O sol me fazia acreditar no recomeço, ele sempre se põe todas as manhãs, sem falta, independente do que aconteça, mesmo que esteja envolto e coberto por nuvens.

Recomeçar..

Trago o travesseiro deixando-o entre o meio das minhas pernas, sua fronha contém o desenho de pétalas amarelas claras e ramos de folhas por todo o travesseiro envolto da cor branca. Abafo-o contra o peito, amassando suas laterais com as mãos, estreitando ele cada vez para mais perto do meu peito, como se fosse uma cama para que meu coração pudesse repousar. Doía tanto, e eu sabia que seria uma dor passageira. As bochechas ardiam pelo atrito da blusa que eu passará várias vezes para limpar as lágrimas que desciam sobre elas.

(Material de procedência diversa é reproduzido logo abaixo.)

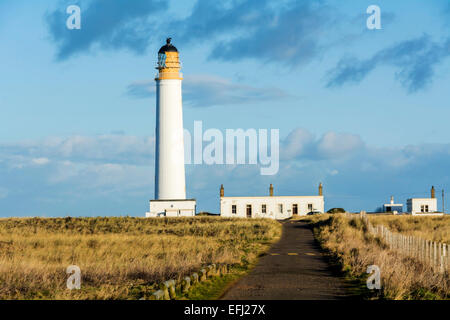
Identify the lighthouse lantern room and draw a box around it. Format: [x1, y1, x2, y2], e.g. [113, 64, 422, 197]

Recomeçar? Recomeçar como?

Respiro com o fôlego curto, soltando o ar rápido, sentindo meu abdômen tremer a cada vez que deixo o ar sair pelo nariz.

Eu sei que daqui a dois anos isso não vai mais fazer diferença, não vai mais doer da forma que está doendo nesse momento, mas o que eu faço agora? Porque  agora está doendo para caralho!

Eu só quero entrar debaixo das cobertas e não sair daqui até descobrirem um planeta novo, não quero me apaixonar nunca mais, não quero deixar ninguém se aproximar de mim!

Dou um grito que abafo com a parte de cima da fronha.

As palavras pareciam zig zag na minha cabeça, correndo de um lado para o outro, latente na parte de trás da minha nuca.

"Eu gosto de você, mas não estou pronto para um relacionamento"

"Eu gosto de você, mas"

"Eu gosto de você"

A lembrança do seu beijo me ocorre após a transmissão do neurônio passar pela fenda sináptica e ser percorrida para o outro neurônio.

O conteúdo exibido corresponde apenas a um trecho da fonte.